Two Nocturnes, Op. 48

Frédéric Chopin

Last Modified: May 14, 2012

Frédéric Chopin (1810-1849) was not comfortable in front of large audiences. Because early concert successes endeared the young pianist to the Parisian community of expatriate Polish nobility, by the mid-1830s Chopin could avoid the rigors of concertizing and lived comfortably on fees for lessons for the daughters of the best families of the city. He was a member of elite society.

Consequently, Chopin’s primary performance venue was the salon, intimate gatherings where many of the guests were already known to him. And though his audience was small, his fame was immediate and wide-spread. Of his playing Liszt would write: “Such a poetic temperament as Chopin’s never existed, nor have I heard such delicacy and refinement of playing. The tone, though small, was absolutely beyond criticism.” And conductor and pianist Charles Hallé wrote: “In listening to him, you lost all power of analysis; you did not think for a moment how perfect was his execution of this or that difficulty – you listened, as it were, to the improvisation of a poem, and were under the charm of it as long as it lasted.”

Chopin’s first nocturne was written when he was 17, his last was written in 1846, less than three years before his death.
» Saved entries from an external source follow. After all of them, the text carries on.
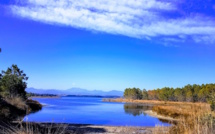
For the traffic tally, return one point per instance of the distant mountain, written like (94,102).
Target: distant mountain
(75,91)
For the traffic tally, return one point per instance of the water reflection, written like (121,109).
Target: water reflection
(136,109)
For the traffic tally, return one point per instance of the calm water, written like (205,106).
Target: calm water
(91,110)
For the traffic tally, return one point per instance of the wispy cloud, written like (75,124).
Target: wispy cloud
(134,18)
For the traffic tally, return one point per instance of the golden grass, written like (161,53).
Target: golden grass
(193,118)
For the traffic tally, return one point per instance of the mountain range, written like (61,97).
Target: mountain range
(75,91)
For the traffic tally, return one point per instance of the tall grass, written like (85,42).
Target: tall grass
(33,128)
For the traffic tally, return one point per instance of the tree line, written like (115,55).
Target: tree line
(188,93)
(13,83)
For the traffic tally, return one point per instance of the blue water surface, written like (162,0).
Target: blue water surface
(92,110)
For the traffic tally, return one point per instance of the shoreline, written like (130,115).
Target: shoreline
(49,97)
(91,129)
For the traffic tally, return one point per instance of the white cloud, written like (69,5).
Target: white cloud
(134,18)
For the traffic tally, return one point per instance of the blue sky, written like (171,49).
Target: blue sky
(109,45)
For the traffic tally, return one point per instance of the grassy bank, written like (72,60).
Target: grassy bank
(193,118)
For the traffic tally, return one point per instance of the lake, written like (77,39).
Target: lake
(92,110)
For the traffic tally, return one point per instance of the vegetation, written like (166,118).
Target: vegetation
(188,93)
(13,98)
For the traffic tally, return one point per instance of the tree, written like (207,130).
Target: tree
(144,94)
(133,93)
(13,82)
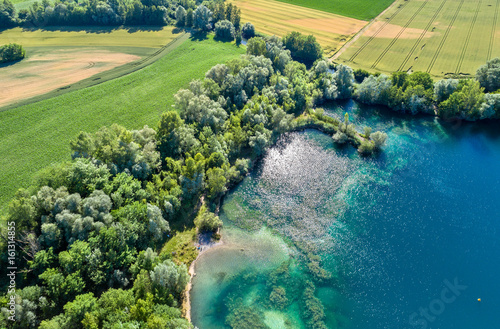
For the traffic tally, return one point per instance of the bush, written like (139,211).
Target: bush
(206,221)
(11,52)
(378,139)
(224,30)
(248,31)
(303,48)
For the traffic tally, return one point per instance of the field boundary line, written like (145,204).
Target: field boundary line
(407,58)
(467,39)
(493,32)
(447,32)
(115,73)
(358,35)
(393,41)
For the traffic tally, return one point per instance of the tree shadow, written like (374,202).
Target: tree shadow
(199,35)
(95,29)
(2,65)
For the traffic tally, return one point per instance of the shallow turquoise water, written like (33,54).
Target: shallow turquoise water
(395,232)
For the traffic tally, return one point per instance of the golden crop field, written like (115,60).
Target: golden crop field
(58,58)
(277,18)
(442,37)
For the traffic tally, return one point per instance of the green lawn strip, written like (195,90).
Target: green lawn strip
(360,9)
(36,135)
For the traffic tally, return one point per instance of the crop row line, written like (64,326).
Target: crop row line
(422,36)
(393,41)
(377,32)
(443,40)
(493,32)
(467,39)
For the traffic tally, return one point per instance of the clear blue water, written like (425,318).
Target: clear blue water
(396,231)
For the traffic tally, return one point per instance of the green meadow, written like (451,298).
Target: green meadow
(38,134)
(360,9)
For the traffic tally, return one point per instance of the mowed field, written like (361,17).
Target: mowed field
(58,58)
(442,37)
(36,135)
(277,18)
(360,9)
As such the nocturnes form a conspectus of his musical output both as a survey of musical growth and as a display of Chopin’s astonishing variety of emotional expression. During Chopin’s lifetime these were his most popular compositions, dedicated to his socialite students. They remain among his most complex and rewarding works, endlessly revealing, and the four selections on tonight’s program are representative of these riches.

The Two Nocturnes of Op. 32 were published in 1837 and dedicated to the Baroness de Billing. The first of these, in B major, demonstrates the influences of the hugely popular Italian operas of the day as we hear the elaborate vocal figurations associated with the music of Rossini and Bellini – a decorated melody, aria-like and tinged with melancholy. Its companion, in A-flat, floats serenely, less troubled than its partner. An evocation of dance, it was used most famously by Fokine in his ballet Les Sylphides.
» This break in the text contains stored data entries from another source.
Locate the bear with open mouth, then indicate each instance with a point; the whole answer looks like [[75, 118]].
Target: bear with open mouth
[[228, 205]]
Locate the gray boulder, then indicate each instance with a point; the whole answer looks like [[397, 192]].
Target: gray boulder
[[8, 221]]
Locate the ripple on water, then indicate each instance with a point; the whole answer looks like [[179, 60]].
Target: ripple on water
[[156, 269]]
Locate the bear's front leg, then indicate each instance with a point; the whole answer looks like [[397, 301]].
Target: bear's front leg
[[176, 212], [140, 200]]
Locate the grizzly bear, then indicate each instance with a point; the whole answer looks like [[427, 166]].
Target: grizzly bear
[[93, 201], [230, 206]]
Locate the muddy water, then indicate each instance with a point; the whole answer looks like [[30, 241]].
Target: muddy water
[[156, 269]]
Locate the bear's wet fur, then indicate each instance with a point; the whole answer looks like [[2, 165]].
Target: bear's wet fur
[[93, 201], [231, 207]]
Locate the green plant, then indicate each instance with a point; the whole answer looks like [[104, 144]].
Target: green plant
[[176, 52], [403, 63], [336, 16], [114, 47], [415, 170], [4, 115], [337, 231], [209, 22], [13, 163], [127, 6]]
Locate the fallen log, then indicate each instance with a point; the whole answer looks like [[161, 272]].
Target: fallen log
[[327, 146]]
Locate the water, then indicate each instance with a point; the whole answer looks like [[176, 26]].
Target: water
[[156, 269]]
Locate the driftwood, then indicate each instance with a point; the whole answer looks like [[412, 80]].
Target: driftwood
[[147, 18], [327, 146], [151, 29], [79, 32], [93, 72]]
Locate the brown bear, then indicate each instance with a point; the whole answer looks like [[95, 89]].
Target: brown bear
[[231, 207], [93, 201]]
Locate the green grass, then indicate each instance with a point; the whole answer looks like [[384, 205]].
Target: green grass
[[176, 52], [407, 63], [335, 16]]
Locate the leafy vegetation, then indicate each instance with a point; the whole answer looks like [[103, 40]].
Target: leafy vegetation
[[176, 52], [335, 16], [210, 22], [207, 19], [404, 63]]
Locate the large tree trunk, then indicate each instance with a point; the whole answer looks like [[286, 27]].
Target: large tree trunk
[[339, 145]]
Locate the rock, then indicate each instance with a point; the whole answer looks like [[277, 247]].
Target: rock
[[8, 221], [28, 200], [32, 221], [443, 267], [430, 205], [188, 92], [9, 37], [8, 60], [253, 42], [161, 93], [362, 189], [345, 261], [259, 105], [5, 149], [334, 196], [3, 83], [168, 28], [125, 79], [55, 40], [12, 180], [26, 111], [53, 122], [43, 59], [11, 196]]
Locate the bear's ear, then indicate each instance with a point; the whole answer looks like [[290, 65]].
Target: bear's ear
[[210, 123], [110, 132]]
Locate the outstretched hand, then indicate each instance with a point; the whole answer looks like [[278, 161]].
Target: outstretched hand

The Two Nocturnes of Op. 48, published four years later with a dedication to Miss Laure Duperré, occupy an entirely different musical realm. The first, in C minor, the turgid key of the Haydn Sonata which opened this program, is an epic tale of nobility and tragedy, exploding the notion of the nocturne as a serene bit of “night music.” The second, in F-sharp minor, is as enigmatic and reticent as its partner is declamatory.